Quand l’infirmière a eu terminé les tests, elle lui a demandé pourquoi elle avait besoin de ces tests, relate-t-elle. « L’infirmière lui a ensuite dit que la prochaine fois, elle allait devoir prendre de meilleures décisions. »

Sous le choc, ce qu’elle a appris par la suite était encore plus troublant. La jeune fille avait le teint jaune « parce qu’une éponge était insérée en elle, probablement depuis deux ans, pour qu’on puisse la violer pendant qu’elle avait ses règles », révèle Mme Franklin.

Aujourd’hui, les deux femmes se parlent chaque semaine. « J’ai même assisté à la naissance de son bébé », se réjouit-elle.

Kelly Tallon Franklin ne partage pas cette anecdote pour rien. Elle le fait pour faire comprendre l’importance de l’accès des survivantes à des soins « avec dignité ».

« Les survivantes vous disent que tout ce qu’elles veulent, ce sont des soins éthiques par des personnes informées. Écoutez-les. [...] Nous nous battons pour l’égalité, l’équité, la diversité et les espaces inclusifs. Nous ne devons pas oublier non plus que les femmes et les filles, dans toute leur diversité, ont besoin de considérations spécialisées, surtout lorsqu’il est question de soutien à la suite d’actes criminels. »

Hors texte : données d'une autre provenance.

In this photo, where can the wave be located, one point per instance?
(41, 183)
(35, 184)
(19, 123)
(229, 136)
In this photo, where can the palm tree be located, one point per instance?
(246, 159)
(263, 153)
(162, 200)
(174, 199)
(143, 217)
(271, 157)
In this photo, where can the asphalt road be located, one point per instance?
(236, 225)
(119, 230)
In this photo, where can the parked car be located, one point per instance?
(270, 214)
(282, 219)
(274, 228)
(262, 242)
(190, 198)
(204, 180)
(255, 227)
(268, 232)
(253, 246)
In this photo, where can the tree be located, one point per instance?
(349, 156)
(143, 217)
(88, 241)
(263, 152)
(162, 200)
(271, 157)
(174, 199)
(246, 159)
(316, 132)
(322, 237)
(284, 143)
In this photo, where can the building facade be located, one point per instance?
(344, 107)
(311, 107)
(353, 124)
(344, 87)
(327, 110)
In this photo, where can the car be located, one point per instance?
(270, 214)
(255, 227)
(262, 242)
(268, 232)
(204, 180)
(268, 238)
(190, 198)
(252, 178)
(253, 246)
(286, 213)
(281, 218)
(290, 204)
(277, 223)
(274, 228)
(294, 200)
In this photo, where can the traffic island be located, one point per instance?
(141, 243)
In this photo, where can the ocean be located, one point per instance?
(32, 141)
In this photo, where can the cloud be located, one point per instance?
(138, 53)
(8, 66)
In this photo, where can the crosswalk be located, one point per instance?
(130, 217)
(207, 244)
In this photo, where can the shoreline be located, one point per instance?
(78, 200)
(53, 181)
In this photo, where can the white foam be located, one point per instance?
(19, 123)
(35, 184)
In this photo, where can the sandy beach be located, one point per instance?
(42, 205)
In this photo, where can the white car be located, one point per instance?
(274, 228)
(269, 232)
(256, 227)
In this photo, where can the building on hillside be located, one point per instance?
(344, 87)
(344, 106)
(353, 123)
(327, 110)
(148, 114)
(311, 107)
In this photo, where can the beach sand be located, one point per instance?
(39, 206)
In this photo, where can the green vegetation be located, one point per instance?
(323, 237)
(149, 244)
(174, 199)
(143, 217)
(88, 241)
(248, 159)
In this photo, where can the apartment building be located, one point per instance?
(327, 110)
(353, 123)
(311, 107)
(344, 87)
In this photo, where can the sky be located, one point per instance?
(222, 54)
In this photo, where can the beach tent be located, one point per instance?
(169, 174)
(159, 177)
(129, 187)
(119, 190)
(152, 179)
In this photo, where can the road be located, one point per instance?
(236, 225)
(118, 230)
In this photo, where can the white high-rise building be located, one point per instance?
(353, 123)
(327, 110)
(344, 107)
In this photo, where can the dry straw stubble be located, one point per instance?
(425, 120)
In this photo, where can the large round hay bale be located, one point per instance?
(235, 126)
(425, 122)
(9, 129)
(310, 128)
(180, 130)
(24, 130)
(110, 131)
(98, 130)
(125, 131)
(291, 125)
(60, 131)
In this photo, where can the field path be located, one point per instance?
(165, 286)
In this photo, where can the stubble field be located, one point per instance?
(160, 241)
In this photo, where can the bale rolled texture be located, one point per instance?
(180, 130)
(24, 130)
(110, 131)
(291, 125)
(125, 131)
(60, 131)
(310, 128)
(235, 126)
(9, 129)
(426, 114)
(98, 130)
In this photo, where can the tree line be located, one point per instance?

*Les noms d’Annie et de Maya ont été changés afin d’éviter les représailles.

Si vous êtes en danger, appelez le 911 ou si quelqu’un que vous connaissez a besoin de soutien ou si vous voulez signaler un cas potentiel, appelez la Ligne d’urgence contre la traite des personnes : 1 833 900-1010. C’est un service confidentiel, gratuit et disponible 24 heures par jour, 7 jours par semaine.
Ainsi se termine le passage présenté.